The S.D. Legislature passed this bill as a preemptive measure to any planned destructive demonstrations against pipeline construction in South Dakota, none of which  crosses native reservation lands. It would allow state officials to collect money from demonstrators convicted of “riot boosting,” or adding fuel to riots.

(See District 30 Rep. Tim Goodwin’s column elsewhere in this newspaper).

The American Civil Liberties Union has joined the tribe in saying the law threatens the First Amendment rights of South Dakotans “on every side of the issue.” We don’t see it that way. The state is not prohibiting the protesting of anything. It just doesn’t want happening here what happened in North Dakota with millions of dollars in destruction of property and a mess created after protestors from all over the country occupied land for months in order to stop pipeline construction across that state.

Why attempt to ban the governor from stepping on tribal land after this decision was made by the Legislature in the interest of all South Dakotans? Banning the governor from Pine Ridge would seem to be in conflict with the relationships she is trying to build with tribal officials. On a recent visit to the Black Hills, Noem made it a point to visit with tribal leaders in Rosebud and Pine Ridge about possible programs that would help lift the reservation residents economically.

And it doesn’t make sense from a practical standpoint when you think about the assistance provided to the reservation when resources were needed after recent storms down there. In a statement to CNN, Noem’s press secretary Kristin Wileman said the announcement from the Oglala Sioux tribal leadership “is inconsistent with the interactions she has had with members of the community.”

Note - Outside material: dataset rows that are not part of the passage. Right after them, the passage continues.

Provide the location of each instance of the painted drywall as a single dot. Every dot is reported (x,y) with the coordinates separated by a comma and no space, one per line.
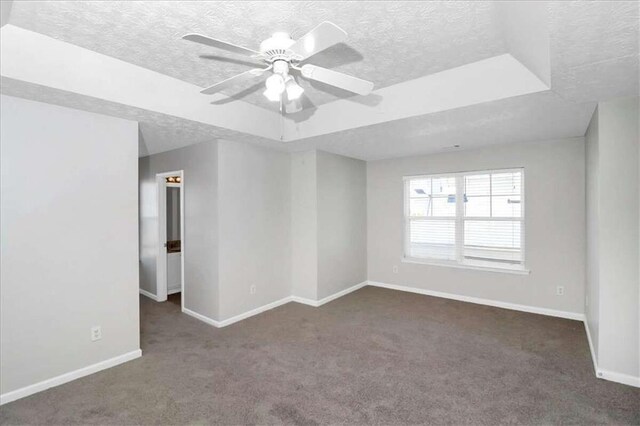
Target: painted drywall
(592,291)
(554,220)
(304,225)
(341,223)
(200,242)
(618,232)
(254,213)
(68,223)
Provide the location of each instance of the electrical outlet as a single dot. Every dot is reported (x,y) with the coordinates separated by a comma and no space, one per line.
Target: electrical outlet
(96,333)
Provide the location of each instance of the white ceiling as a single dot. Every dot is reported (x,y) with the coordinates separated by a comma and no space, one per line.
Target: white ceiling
(592,56)
(388,42)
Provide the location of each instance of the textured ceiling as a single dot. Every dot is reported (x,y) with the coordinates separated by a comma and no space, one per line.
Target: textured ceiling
(541,116)
(388,42)
(159,132)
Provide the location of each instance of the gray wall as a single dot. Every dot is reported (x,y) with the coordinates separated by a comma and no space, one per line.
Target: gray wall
(617,323)
(68,225)
(554,220)
(592,290)
(254,226)
(341,223)
(304,225)
(200,243)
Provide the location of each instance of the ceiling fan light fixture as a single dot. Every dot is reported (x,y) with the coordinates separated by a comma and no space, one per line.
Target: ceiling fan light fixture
(272,95)
(294,91)
(275,84)
(275,87)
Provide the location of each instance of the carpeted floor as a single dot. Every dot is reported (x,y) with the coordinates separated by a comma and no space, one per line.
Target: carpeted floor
(373,356)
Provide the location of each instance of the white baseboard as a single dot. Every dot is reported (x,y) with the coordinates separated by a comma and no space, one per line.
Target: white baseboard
(240,317)
(625,379)
(256,311)
(505,305)
(149,295)
(201,317)
(316,303)
(591,347)
(67,377)
(612,376)
(268,306)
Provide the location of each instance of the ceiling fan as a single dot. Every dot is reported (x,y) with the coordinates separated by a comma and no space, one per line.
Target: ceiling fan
(282,55)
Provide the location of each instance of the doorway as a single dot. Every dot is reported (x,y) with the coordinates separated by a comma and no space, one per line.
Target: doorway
(170,259)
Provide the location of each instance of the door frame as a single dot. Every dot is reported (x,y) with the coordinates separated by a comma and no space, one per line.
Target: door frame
(161,257)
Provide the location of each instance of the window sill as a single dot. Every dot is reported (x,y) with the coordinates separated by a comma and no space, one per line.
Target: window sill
(459,266)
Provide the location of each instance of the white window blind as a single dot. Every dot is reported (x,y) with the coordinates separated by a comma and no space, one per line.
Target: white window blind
(474,219)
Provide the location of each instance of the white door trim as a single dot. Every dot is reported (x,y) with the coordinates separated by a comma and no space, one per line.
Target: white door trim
(161,260)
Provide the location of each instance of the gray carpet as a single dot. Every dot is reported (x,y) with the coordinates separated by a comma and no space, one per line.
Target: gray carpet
(373,356)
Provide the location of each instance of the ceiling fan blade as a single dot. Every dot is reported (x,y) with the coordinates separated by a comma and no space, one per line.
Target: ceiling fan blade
(198,38)
(324,35)
(337,79)
(245,76)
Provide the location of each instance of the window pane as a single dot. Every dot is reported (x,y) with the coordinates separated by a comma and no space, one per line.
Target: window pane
(492,241)
(506,183)
(444,206)
(419,188)
(506,206)
(444,185)
(477,206)
(434,239)
(477,184)
(419,206)
(497,234)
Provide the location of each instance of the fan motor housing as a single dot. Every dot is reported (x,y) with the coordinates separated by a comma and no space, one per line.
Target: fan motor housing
(277,48)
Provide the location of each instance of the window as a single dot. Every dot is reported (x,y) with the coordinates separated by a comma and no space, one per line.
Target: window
(472,219)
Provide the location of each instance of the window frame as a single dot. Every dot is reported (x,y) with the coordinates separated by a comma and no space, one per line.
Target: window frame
(460,219)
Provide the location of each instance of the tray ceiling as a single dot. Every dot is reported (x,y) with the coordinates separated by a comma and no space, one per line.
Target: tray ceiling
(388,42)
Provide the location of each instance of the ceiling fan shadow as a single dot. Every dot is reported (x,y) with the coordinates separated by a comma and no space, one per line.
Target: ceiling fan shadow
(308,109)
(232,60)
(238,96)
(336,55)
(372,99)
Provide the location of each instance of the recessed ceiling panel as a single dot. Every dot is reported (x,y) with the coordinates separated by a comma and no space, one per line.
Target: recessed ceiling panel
(388,42)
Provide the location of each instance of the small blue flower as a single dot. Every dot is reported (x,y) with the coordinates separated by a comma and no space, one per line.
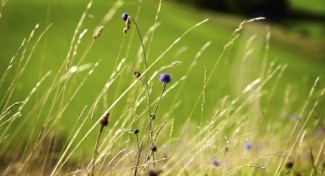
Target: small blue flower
(216,162)
(248,145)
(125,16)
(165,78)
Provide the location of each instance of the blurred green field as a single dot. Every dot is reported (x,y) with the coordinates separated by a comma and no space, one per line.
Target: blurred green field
(243,62)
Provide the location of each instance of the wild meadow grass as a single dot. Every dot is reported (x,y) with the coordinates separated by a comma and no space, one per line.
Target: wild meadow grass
(145,114)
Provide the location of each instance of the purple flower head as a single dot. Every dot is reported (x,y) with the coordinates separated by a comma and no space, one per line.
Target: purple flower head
(125,16)
(216,162)
(248,145)
(165,78)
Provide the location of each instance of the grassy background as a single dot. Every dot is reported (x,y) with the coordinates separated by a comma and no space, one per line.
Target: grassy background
(302,54)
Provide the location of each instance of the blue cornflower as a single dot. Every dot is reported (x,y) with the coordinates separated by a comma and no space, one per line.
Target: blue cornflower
(125,16)
(216,162)
(248,145)
(165,78)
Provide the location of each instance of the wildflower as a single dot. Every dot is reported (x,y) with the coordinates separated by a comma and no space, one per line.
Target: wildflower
(216,162)
(248,145)
(152,116)
(154,172)
(165,78)
(98,32)
(125,16)
(127,19)
(137,74)
(136,131)
(153,148)
(289,164)
(104,120)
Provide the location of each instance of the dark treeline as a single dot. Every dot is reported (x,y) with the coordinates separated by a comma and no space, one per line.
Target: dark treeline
(273,10)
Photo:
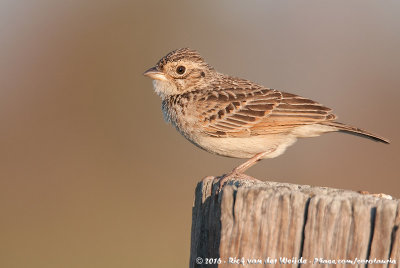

Wileman’s statement further says, “The governor will continue working to engage with tribal members, stay in contact with tribal leadership and maintain her efforts to build relationships with the tribes.” It takes two to tango so we hope calmer heads will prevail on the reservation and that our governor will again be welcomed there.

The letter sent and signed by Bear Runner would appear to be a divisive one at a time when relationships with the new administration in Pierre and the tribe are just getting off the ground. We have enough division in this country now, and we don’t need more of it to be spreading in South Dakota for any reason. 

And last time we checked, the Pine Ridge Indian Reservation is still part of South Dakota where a visit by our governor should always be welcomed.